AI-powered advertising goes live
In 2015, when IBM purchased The Weather Company (of Weather Channel fame), most expected that the marriage would be all about data. Few, however, expected it would be about advertising, too. Last year, though. IBM announced that that would be creating an AI-powered advertising unit to drive ad sales on The Weather Company’s properties. Almost immediately afterward, several major brands, from Lufthansa to Toyota announced advertising initiatives using IBM’s technology. The ads offered consumers the ability to have a two-way, informative conversation about the products on offer, without ever having to visit the brand’s main site (unless they chose to).
The broader implications
The new AI-powered ads offer a unique value proposition for businesses, as well as the consumers they covet.
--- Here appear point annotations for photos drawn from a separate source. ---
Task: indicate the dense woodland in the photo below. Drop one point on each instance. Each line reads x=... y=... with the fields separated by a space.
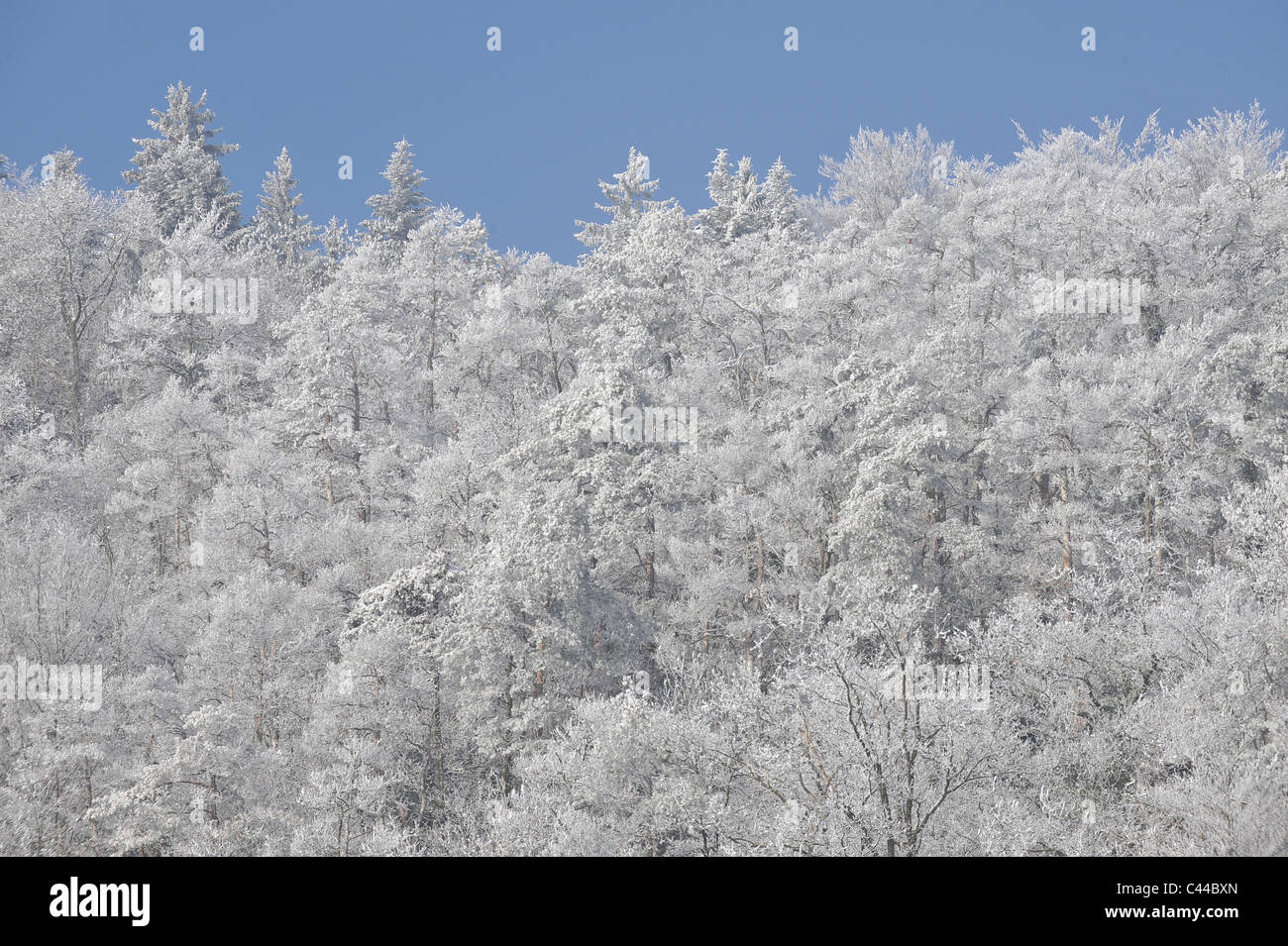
x=362 y=581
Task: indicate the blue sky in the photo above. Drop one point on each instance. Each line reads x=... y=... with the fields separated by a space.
x=522 y=136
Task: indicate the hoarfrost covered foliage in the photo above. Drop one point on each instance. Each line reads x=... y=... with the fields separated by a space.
x=364 y=579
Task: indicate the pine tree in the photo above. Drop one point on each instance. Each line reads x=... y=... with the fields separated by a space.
x=278 y=228
x=397 y=213
x=179 y=171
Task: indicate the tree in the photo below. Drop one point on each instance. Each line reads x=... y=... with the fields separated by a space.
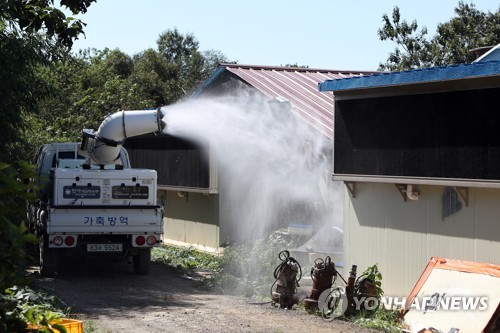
x=24 y=46
x=452 y=44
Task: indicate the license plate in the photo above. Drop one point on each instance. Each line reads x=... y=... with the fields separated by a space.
x=104 y=247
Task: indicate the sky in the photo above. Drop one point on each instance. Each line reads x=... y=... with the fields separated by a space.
x=326 y=34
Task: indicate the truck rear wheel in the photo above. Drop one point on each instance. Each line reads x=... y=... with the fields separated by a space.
x=141 y=261
x=48 y=260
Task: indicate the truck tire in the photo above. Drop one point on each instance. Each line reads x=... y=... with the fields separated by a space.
x=141 y=261
x=48 y=260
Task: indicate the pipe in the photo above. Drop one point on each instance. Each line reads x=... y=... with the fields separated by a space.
x=410 y=194
x=103 y=147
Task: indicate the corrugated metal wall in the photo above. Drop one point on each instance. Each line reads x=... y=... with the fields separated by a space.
x=380 y=227
x=191 y=218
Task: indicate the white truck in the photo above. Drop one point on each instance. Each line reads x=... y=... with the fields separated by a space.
x=91 y=202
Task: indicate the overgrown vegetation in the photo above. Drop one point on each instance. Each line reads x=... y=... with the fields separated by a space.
x=20 y=306
x=241 y=269
x=247 y=270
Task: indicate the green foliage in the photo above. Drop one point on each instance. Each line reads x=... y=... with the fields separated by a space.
x=381 y=319
x=373 y=276
x=86 y=87
x=20 y=88
x=13 y=231
x=406 y=36
x=452 y=44
x=36 y=16
x=22 y=306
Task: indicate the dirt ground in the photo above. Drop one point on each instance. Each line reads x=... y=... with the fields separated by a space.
x=109 y=298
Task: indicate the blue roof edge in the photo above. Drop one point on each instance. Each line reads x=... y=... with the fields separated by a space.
x=432 y=74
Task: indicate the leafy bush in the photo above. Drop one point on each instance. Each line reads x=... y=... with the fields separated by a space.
x=13 y=231
x=244 y=269
x=22 y=306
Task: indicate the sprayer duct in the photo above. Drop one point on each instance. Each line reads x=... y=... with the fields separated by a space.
x=103 y=147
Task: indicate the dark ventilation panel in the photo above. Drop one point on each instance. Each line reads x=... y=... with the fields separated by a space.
x=451 y=135
x=178 y=162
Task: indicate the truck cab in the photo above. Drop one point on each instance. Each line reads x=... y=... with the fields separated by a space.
x=90 y=210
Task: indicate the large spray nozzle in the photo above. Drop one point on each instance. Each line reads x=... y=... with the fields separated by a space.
x=162 y=125
x=103 y=147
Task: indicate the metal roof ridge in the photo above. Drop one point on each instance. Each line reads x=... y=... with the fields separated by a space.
x=370 y=78
x=297 y=69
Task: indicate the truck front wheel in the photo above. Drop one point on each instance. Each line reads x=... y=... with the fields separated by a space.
x=141 y=261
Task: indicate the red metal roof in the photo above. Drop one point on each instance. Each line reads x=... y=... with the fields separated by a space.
x=299 y=86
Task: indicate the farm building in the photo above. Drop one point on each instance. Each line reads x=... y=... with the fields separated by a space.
x=196 y=191
x=419 y=154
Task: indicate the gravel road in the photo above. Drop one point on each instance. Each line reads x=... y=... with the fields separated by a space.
x=109 y=298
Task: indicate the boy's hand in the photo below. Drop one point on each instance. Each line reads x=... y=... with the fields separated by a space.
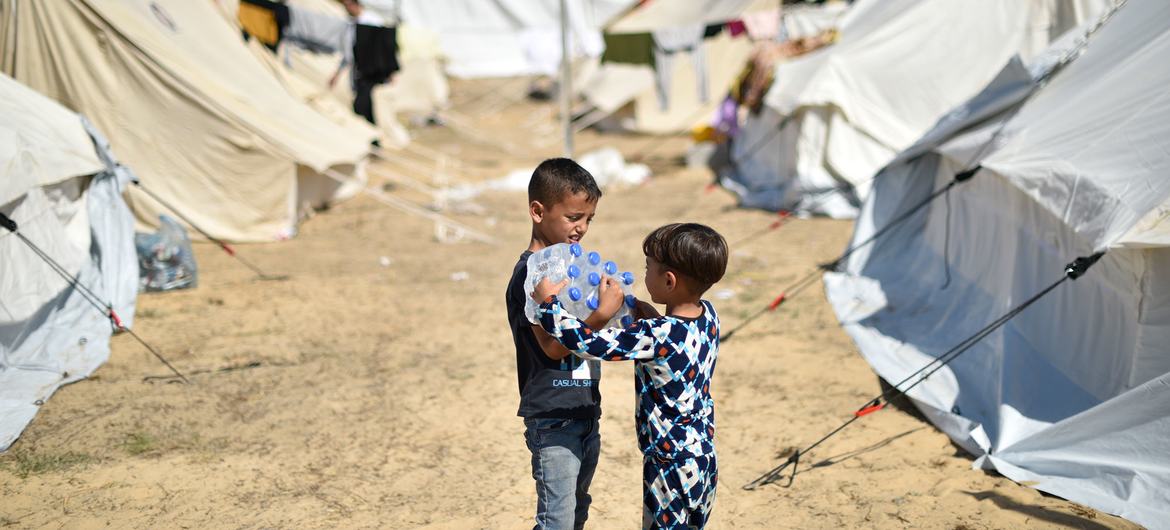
x=544 y=289
x=610 y=297
x=644 y=310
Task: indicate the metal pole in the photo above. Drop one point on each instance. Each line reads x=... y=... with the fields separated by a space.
x=566 y=81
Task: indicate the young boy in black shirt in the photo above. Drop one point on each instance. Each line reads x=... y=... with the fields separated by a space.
x=558 y=392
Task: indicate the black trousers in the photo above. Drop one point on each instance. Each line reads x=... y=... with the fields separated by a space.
x=363 y=104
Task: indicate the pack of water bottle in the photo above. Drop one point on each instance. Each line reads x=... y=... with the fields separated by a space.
x=585 y=272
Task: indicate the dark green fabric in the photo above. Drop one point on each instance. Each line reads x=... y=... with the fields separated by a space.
x=631 y=48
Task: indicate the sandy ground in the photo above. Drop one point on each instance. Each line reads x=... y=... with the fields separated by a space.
x=357 y=394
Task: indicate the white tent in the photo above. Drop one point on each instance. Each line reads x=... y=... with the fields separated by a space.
x=186 y=104
x=1073 y=394
x=835 y=116
x=510 y=38
x=68 y=202
x=618 y=84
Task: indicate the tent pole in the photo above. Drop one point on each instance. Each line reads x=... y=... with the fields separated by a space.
x=566 y=81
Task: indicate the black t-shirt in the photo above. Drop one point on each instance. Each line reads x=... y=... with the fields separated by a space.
x=548 y=389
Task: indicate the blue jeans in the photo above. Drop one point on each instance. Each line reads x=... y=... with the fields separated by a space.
x=564 y=458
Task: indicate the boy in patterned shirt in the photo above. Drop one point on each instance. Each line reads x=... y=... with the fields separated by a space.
x=674 y=359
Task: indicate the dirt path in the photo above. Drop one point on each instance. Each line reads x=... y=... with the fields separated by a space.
x=359 y=394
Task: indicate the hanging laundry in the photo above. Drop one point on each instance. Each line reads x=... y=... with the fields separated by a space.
x=628 y=48
x=315 y=32
x=668 y=42
x=736 y=28
x=763 y=25
x=263 y=19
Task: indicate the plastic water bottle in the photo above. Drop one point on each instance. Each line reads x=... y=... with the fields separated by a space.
x=585 y=272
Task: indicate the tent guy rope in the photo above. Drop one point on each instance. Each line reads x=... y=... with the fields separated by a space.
x=1072 y=272
x=104 y=308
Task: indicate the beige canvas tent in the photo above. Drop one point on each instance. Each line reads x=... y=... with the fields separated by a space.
x=184 y=102
x=835 y=116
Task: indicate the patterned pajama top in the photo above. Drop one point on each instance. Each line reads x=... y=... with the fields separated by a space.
x=674 y=362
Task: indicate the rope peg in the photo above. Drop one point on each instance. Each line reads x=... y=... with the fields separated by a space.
x=1081 y=265
x=869 y=408
x=964 y=176
x=7 y=224
x=114 y=318
x=830 y=266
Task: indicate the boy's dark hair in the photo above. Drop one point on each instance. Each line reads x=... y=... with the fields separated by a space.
x=693 y=249
x=558 y=177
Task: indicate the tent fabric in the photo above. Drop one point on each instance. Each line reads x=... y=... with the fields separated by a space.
x=509 y=38
x=186 y=104
x=67 y=200
x=663 y=14
x=1073 y=394
x=725 y=56
x=897 y=66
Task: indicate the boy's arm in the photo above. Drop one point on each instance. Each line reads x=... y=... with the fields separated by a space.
x=552 y=348
x=637 y=342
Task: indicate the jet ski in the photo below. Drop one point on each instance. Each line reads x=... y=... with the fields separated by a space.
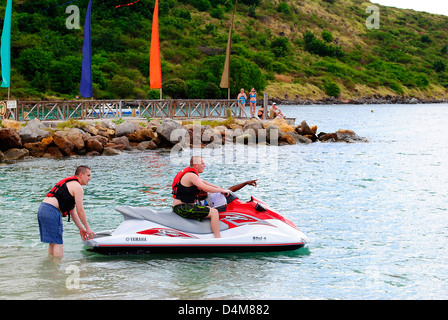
x=250 y=226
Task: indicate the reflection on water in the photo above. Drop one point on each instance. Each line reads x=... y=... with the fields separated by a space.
x=375 y=213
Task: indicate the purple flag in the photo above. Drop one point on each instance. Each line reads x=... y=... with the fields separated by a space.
x=86 y=88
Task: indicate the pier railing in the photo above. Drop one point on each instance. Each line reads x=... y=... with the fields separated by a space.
x=98 y=109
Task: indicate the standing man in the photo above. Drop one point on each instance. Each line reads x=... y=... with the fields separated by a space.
x=253 y=101
x=242 y=97
x=65 y=198
x=186 y=186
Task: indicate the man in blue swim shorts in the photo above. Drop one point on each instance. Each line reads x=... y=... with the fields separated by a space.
x=65 y=198
x=242 y=97
x=186 y=186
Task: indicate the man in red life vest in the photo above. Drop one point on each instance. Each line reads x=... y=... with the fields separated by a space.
x=186 y=186
x=65 y=198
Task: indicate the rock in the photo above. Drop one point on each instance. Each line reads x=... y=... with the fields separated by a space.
x=171 y=131
x=11 y=124
x=298 y=138
x=328 y=137
x=255 y=125
x=33 y=132
x=123 y=140
x=246 y=138
x=141 y=135
x=101 y=139
x=110 y=152
x=349 y=136
x=106 y=132
x=304 y=130
x=9 y=138
x=115 y=146
x=36 y=149
x=92 y=153
x=154 y=124
x=63 y=143
x=147 y=145
x=15 y=154
x=53 y=152
x=91 y=129
x=124 y=128
x=289 y=138
x=273 y=134
x=76 y=137
x=282 y=124
x=93 y=144
x=220 y=129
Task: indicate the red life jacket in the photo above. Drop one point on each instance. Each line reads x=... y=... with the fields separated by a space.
x=65 y=199
x=179 y=175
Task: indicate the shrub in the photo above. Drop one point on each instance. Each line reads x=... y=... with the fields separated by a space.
x=175 y=88
x=201 y=5
x=284 y=8
x=327 y=36
x=439 y=66
x=331 y=88
x=280 y=47
x=122 y=87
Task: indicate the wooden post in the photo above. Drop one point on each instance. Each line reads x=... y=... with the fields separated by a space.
x=265 y=105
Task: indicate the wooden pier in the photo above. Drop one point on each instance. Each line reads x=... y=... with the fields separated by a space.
x=99 y=109
x=124 y=109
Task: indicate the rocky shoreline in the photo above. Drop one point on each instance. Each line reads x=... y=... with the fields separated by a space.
x=35 y=139
x=375 y=99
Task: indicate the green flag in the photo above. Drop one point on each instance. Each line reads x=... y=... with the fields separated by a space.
x=6 y=46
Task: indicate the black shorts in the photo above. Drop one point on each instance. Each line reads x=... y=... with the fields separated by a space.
x=192 y=211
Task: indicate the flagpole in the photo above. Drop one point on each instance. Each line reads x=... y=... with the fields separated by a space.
x=225 y=78
x=155 y=68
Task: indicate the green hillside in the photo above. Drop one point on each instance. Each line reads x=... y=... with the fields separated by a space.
x=302 y=49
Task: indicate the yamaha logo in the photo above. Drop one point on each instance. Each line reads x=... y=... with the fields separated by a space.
x=136 y=239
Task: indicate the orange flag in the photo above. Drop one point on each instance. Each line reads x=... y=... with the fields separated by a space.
x=155 y=69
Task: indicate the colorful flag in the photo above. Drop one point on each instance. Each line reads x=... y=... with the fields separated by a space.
x=225 y=78
x=86 y=88
x=6 y=47
x=155 y=68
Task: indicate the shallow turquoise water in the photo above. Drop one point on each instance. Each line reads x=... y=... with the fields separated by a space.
x=376 y=214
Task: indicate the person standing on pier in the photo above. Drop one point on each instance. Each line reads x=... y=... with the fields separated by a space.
x=186 y=187
x=242 y=97
x=65 y=198
x=253 y=101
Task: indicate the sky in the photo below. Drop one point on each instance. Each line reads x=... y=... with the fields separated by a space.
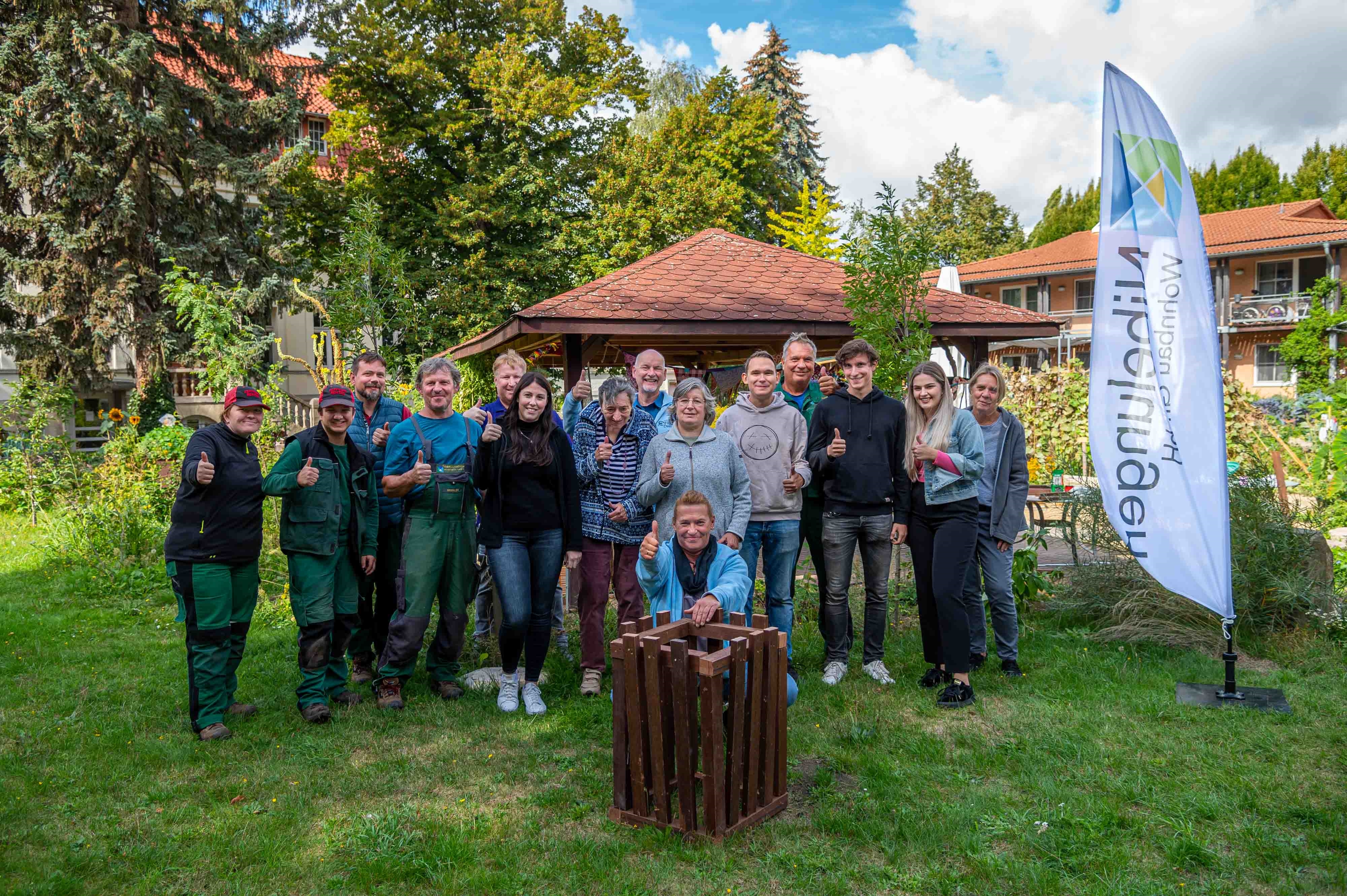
x=1016 y=83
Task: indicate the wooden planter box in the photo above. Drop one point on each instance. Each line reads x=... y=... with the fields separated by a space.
x=670 y=717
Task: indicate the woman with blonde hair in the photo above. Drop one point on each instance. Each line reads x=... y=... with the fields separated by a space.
x=944 y=460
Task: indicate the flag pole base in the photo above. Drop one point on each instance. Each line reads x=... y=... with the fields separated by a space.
x=1267 y=700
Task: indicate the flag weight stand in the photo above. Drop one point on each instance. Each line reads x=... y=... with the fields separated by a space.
x=1267 y=700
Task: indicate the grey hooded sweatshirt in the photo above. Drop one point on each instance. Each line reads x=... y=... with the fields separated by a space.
x=773 y=444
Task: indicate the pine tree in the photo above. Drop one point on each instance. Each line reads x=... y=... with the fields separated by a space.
x=777 y=77
x=133 y=131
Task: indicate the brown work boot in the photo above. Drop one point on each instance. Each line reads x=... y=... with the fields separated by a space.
x=317 y=713
x=448 y=690
x=389 y=694
x=362 y=670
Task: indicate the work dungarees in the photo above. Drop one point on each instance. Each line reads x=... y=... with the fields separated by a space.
x=438 y=560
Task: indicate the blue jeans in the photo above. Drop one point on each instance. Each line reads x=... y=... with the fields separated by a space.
x=526 y=568
x=995 y=565
x=779 y=542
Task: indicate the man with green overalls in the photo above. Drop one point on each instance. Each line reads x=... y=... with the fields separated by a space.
x=329 y=531
x=429 y=463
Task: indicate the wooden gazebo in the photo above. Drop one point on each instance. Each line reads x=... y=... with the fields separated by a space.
x=715 y=298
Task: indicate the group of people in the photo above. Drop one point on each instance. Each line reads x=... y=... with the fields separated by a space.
x=645 y=494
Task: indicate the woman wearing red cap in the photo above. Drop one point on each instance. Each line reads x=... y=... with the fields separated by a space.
x=212 y=554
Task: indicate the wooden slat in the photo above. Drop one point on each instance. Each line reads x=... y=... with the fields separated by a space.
x=635 y=740
x=622 y=782
x=713 y=756
x=754 y=781
x=654 y=715
x=684 y=762
x=735 y=786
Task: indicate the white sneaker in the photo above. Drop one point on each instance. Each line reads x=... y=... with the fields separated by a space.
x=508 y=697
x=879 y=671
x=534 y=704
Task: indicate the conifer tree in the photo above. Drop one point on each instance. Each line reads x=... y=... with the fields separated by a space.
x=777 y=77
x=133 y=131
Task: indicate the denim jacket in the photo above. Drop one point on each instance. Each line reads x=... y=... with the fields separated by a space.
x=965 y=449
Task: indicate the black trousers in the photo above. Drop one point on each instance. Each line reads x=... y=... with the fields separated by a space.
x=942 y=539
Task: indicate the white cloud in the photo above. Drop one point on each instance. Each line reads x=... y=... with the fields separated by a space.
x=1016 y=84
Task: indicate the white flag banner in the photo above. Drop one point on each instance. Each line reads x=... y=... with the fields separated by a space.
x=1158 y=421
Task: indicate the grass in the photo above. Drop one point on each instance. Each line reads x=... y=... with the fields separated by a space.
x=1082 y=778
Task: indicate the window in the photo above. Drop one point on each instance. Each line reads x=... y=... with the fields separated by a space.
x=1270 y=370
x=1275 y=278
x=319 y=137
x=1085 y=296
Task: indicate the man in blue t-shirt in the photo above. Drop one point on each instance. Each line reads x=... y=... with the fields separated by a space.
x=429 y=464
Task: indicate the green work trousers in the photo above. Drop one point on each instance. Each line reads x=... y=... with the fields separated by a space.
x=216 y=601
x=324 y=596
x=440 y=564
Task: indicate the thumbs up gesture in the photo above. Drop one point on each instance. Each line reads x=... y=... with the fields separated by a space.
x=651 y=543
x=492 y=430
x=837 y=448
x=308 y=475
x=476 y=414
x=421 y=473
x=205 y=471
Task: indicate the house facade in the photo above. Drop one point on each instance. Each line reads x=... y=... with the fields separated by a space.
x=1263 y=262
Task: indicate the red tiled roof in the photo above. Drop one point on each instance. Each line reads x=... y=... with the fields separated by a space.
x=1244 y=231
x=717 y=275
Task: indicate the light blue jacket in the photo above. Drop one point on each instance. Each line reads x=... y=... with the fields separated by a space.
x=728 y=580
x=944 y=487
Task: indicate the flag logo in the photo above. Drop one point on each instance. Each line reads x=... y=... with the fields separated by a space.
x=1150 y=199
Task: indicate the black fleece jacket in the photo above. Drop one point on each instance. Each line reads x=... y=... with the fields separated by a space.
x=222 y=522
x=869 y=479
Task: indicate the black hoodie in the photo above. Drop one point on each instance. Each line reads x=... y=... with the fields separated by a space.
x=869 y=479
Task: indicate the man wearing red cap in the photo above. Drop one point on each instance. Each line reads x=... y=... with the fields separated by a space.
x=329 y=531
x=212 y=554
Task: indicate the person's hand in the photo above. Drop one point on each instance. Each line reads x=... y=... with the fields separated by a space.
x=421 y=473
x=651 y=543
x=492 y=430
x=707 y=609
x=837 y=448
x=925 y=453
x=308 y=475
x=205 y=471
x=478 y=416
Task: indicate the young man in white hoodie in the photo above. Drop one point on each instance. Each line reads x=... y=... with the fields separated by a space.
x=771 y=436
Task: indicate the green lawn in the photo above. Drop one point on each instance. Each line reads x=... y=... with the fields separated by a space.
x=1082 y=778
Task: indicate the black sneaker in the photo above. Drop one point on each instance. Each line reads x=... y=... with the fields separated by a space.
x=934 y=677
x=956 y=696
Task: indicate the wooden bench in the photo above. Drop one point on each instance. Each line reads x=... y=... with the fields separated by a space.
x=670 y=716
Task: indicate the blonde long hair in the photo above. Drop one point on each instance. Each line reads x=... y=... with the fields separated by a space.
x=934 y=430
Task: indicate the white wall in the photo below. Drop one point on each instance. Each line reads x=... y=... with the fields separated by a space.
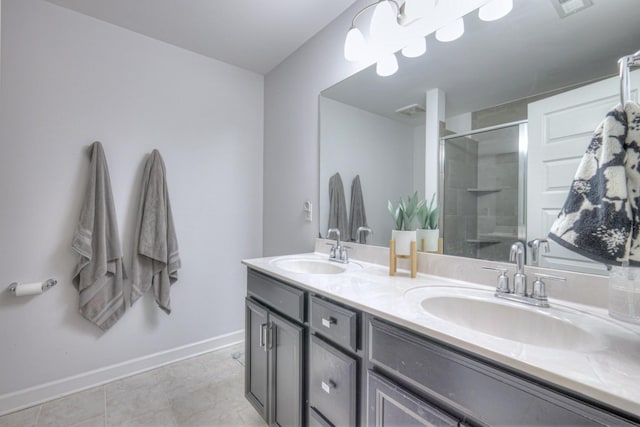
x=380 y=150
x=291 y=135
x=68 y=80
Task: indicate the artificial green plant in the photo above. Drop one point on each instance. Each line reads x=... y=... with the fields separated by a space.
x=404 y=213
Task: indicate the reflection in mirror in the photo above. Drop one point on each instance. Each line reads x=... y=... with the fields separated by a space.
x=482 y=191
x=499 y=74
They offer a usefulness not found in static advertising, which provides a real incentive for Internet users to eschew ad-blocking. They also give marketers a new, personalized way to funnel all-important traffic to traditional web properties. According to paid media expert David Meck of Ignite Visibility, the AI ads “allow us to initiate meaningful, interactive contact with consumers by reaching them where they already are, rather than having to bring them to places they otherwise may not have visited.” In short, bringing the personalized experience to the consumer, rather than bringing the consumer to the personalized experience, which is far more difficult.
Coming to a site near you
So far, the AI-powered advertisements have been confined to the Weather Channel app, Weather.com, and the web properties of the businesses using the service. That’s about to change, however, as IBM has just announced that their service will henceforth be available on all digital platforms, beginning with a holiday ad blitz for LEGO Systems, Inc. That means that the 2018 holiday shopping season is going to be a proving ground for AI in digital advertising. If the results are positive, it could usher in a whole new era in the digital advertising medium – one that finally delivers on the promise of personalization at a scale that marketers could never have dreamed of – and that may finally give consumers a reason to appreciate ads after years of doing everything possible to avoid them.